1.    Chemistry matters

  • Choose investors who have the right contacts and bring genuine commercial and strategic expertise to take your business to the next stage of growth.

  • Put together an ‘A-list’ of potential investors and prioritise your time with these before moving down to your ‘B’ list and so on. Research who are the main investors in your space and find out as much as you can about them and work out the rationale why they should invest in you before you make your approach.

  • Ask them questions too and be honest with yourself if you can really work together, if that’s expected. Speak to the owners of businesses the investors have previously backed and do your own due diligence.

2.    Have a plan

  • Take the time to prepare all the required financial information and formulate a business plan and pitch document. Don’t forget to really focus in on your business purpose and ambition. Be ready in advance for any due diligence by making sure you tidy up your systems, processes and compliance beforehand. You will be asked for a wide ranging amount of information as some investors, particularly private equity, will look at everything!

  • Put together a timetable marking out the key milestones of the fund raise and make time in your diary to attend presentations, meetings and your day job, of course!

3.    Get an accurate valuation

  • Unrealistic valuations of your business can stifle your chances at the first hurdle particularly if you intend to conduct a series of ongoing fundraises as each round will be at a higher valuation.

  • The valuation will also determine the level of dilution for existing shareholders so it is important they have all bought into this before you embark the fundraise.

  • Research similar companies’ valuations of listed companies and M&A transaction history as well as sourcing up to date market intelligence on current investor and buyer appetite

4.    Set up an Enterprise Investment Scheme (EIS)

  • Certain companies can qualify for raising finance under the EIS. This can offer very attractive tax incentives for individuals to invest in such companies - for example, income tax relief at 30% on the cost of the shares and the deferment on capital gains tax on the sale of other assets if the gain is reinvested into EIS shares.
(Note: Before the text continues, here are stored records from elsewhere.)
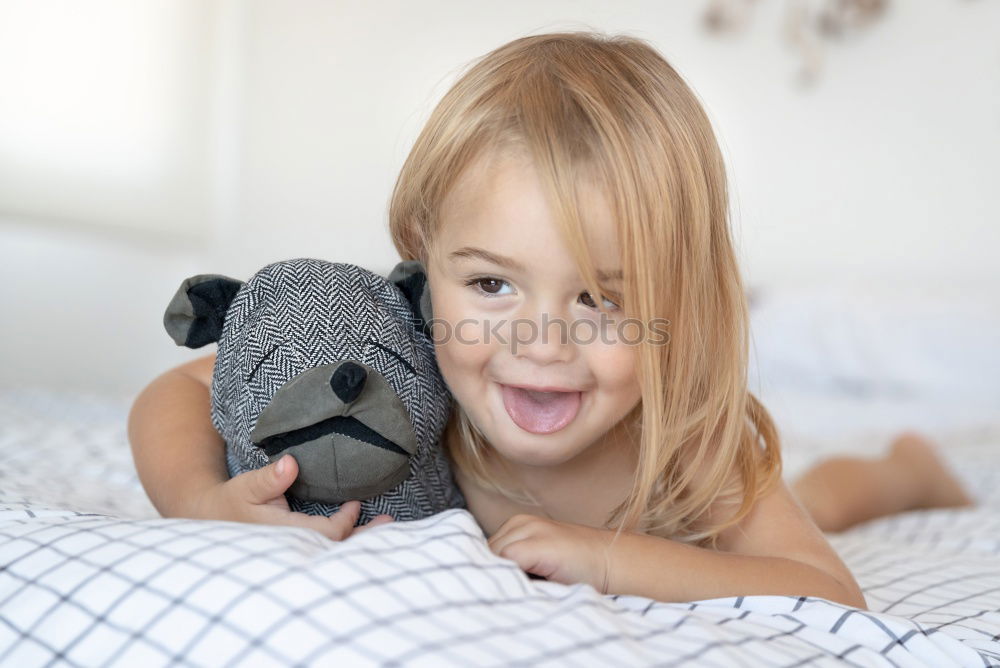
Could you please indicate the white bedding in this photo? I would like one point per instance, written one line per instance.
(89, 575)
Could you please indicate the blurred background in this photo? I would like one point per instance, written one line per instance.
(144, 141)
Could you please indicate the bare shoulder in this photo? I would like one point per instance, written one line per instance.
(200, 369)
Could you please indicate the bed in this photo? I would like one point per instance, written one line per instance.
(91, 575)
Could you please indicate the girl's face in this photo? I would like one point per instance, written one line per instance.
(519, 341)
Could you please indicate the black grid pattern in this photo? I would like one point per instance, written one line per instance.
(90, 583)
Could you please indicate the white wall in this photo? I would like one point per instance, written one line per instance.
(885, 171)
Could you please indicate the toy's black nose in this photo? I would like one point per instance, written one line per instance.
(348, 381)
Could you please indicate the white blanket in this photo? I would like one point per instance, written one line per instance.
(89, 575)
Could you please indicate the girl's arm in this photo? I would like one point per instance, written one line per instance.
(776, 549)
(180, 459)
(177, 451)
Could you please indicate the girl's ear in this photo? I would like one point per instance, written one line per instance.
(411, 278)
(197, 312)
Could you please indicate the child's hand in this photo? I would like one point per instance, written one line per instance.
(258, 496)
(558, 551)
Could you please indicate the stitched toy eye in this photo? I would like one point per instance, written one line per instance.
(257, 366)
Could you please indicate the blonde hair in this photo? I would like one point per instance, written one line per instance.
(587, 107)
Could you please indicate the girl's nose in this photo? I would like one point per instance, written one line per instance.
(543, 339)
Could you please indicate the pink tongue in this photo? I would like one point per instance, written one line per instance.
(540, 412)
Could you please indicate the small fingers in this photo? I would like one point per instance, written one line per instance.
(378, 521)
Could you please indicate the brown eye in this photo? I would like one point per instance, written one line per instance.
(490, 285)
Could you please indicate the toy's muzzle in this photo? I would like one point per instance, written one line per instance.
(347, 429)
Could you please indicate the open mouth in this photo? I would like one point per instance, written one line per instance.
(540, 412)
(338, 424)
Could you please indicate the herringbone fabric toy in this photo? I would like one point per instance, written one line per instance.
(331, 363)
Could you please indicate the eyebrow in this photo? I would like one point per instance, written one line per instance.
(471, 252)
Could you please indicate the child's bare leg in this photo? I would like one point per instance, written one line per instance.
(843, 491)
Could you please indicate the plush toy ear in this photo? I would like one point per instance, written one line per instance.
(411, 278)
(195, 315)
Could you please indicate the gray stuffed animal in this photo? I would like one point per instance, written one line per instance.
(332, 364)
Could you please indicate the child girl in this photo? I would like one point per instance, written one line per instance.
(568, 200)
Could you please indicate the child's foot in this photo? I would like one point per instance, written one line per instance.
(940, 488)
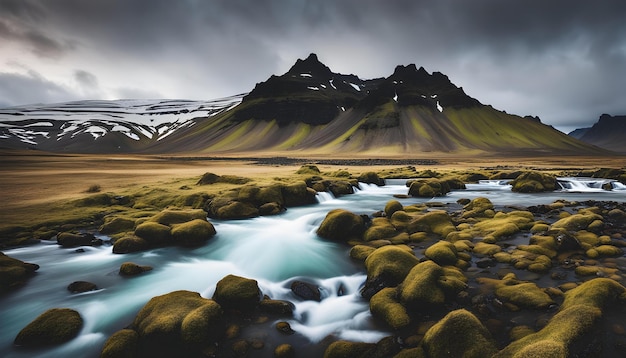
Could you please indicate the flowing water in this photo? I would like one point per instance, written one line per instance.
(273, 250)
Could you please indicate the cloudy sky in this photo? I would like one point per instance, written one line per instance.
(564, 61)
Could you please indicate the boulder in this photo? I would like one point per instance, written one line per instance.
(169, 216)
(179, 323)
(238, 293)
(70, 239)
(459, 334)
(341, 225)
(55, 326)
(371, 178)
(130, 243)
(122, 344)
(534, 182)
(132, 269)
(387, 267)
(14, 273)
(153, 233)
(116, 225)
(193, 233)
(81, 286)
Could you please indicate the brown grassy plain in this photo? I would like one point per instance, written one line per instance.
(35, 185)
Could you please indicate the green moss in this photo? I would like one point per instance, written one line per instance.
(385, 307)
(391, 207)
(122, 344)
(55, 326)
(436, 222)
(237, 293)
(193, 233)
(458, 334)
(392, 263)
(130, 243)
(154, 233)
(479, 207)
(442, 252)
(341, 225)
(199, 326)
(597, 293)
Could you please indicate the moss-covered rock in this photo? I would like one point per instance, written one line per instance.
(193, 233)
(391, 207)
(72, 239)
(387, 267)
(459, 334)
(436, 222)
(129, 243)
(55, 326)
(371, 178)
(341, 225)
(429, 188)
(170, 216)
(385, 306)
(442, 252)
(153, 233)
(122, 344)
(429, 285)
(534, 182)
(14, 273)
(239, 293)
(116, 225)
(478, 208)
(132, 269)
(177, 323)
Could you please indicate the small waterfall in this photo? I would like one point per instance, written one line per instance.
(583, 184)
(324, 196)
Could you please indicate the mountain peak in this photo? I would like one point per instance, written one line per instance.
(311, 65)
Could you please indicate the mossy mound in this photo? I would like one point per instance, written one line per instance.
(442, 252)
(14, 273)
(153, 233)
(384, 305)
(55, 326)
(534, 182)
(177, 323)
(341, 225)
(122, 344)
(132, 269)
(518, 293)
(429, 285)
(115, 225)
(193, 233)
(129, 243)
(387, 267)
(239, 293)
(371, 178)
(436, 222)
(169, 216)
(479, 207)
(459, 334)
(428, 188)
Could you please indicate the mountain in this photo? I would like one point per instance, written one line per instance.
(102, 126)
(608, 132)
(309, 110)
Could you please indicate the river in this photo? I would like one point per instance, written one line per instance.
(273, 250)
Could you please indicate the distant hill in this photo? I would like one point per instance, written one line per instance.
(608, 132)
(309, 109)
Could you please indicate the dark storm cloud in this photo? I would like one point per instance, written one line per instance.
(563, 61)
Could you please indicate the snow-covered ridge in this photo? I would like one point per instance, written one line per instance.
(136, 119)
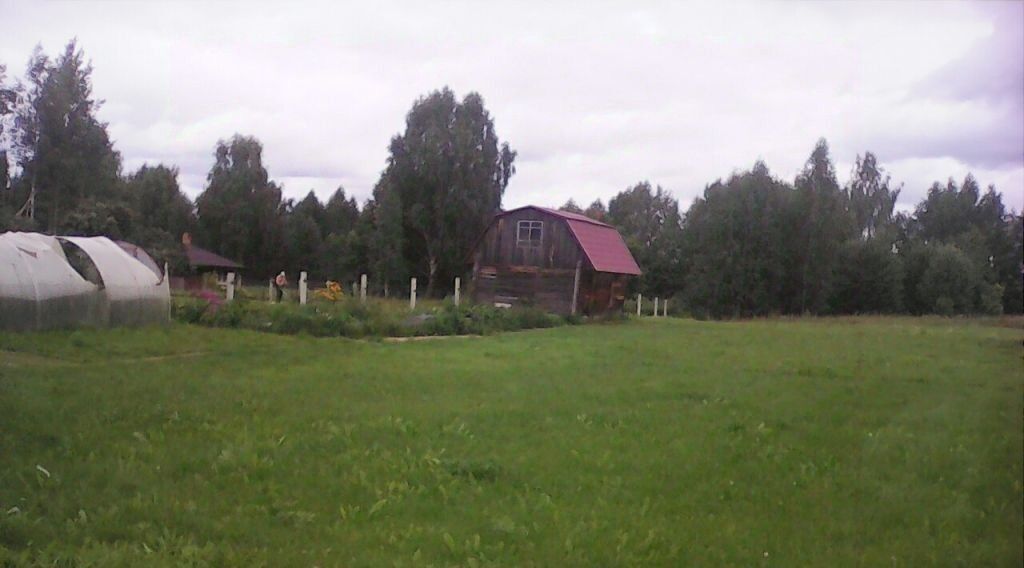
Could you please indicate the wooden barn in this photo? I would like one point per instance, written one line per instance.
(562, 262)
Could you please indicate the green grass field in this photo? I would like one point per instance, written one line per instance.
(873, 442)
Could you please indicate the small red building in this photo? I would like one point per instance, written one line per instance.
(201, 263)
(562, 262)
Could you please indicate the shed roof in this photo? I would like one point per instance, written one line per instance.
(202, 258)
(599, 242)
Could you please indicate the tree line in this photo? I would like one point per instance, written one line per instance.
(753, 245)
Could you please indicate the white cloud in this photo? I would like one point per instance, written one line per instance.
(593, 99)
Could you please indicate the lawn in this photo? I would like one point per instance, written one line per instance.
(672, 442)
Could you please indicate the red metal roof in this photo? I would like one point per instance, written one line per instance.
(600, 243)
(201, 257)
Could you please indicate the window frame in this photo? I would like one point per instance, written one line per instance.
(529, 225)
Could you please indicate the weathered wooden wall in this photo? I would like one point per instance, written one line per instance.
(543, 276)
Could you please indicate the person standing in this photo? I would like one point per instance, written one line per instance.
(279, 286)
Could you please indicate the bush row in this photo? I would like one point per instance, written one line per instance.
(354, 319)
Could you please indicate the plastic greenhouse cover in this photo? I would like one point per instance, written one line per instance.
(136, 295)
(41, 290)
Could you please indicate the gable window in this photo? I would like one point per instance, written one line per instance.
(528, 233)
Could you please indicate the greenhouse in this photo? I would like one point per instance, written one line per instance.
(51, 282)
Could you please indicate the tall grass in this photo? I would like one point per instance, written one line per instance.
(668, 442)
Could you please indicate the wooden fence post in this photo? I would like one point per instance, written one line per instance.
(576, 286)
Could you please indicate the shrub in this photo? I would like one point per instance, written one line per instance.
(376, 317)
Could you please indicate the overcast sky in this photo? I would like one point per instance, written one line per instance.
(594, 96)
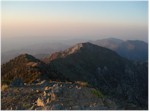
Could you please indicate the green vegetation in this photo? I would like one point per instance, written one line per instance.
(5, 87)
(83, 84)
(98, 93)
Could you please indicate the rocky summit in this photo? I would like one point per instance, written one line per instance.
(54, 95)
(82, 77)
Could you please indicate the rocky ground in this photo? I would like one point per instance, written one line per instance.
(55, 96)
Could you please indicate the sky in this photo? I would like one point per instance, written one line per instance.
(25, 22)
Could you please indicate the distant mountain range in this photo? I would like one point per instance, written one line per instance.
(131, 49)
(100, 67)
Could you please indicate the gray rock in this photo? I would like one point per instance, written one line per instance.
(57, 90)
(76, 107)
(57, 107)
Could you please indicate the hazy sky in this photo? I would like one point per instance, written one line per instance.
(29, 22)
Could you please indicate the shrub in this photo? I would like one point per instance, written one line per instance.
(4, 87)
(84, 84)
(97, 93)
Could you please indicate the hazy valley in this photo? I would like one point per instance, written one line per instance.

Check out the EIS guidance provided by the HMRC for full conditions and requirements to qualify.

5.    When an offer comes in, look at the terms and conditions carefully

  • Offers of finance can be complex, for example, equity ratchets, and they should be looked at in the context of completion, but also in terms of what happens on a subsequent sale after any loan stock is converted and debt repaid. Equity ratchets help flex the percentage stake of the investor and management based on the how the business performs so you need to look at various scenarios and ensure you are comfortable with this.

  • Consider carefully the rights an investor is requesting to attach to the shares being issued. There can be subtle differences between different shares, but in general terms the two main categories are:

    • Ordinary shares: usually have the option to vote at shareholder meetings where decisions are made around dividend payments and salary packages of the board members; and

    • Preference shares:  can be treated preferentially to other classes of shares in terms of payment of dividends.

  • Draw up a shareholder agreement which defines the relationship between all or some of the shareholders (e.g. a particular class of share). It protects the shareholders’ investment in the company, how the company is run and sets out the shareholders’ (minority and majority shareholders) rights and obligations. You will see provisions on what happens on the sale of the shares including compulsory transfer of shares, pre-emption rights and drag along and tag along rights.

  • It is wise to get financial and legal advice to ensure you fully understand the implications of any investment. They should be brought in at an early stage to guide you and run the process for you allowing you more time to get back to focusing on growing your business.

The information contained on this page is intended to be a summary of some of the available options and does not amount to tax advice and therefore should not be relied upon alone. Independent tax advice should be sought before entering into any finance arrangement.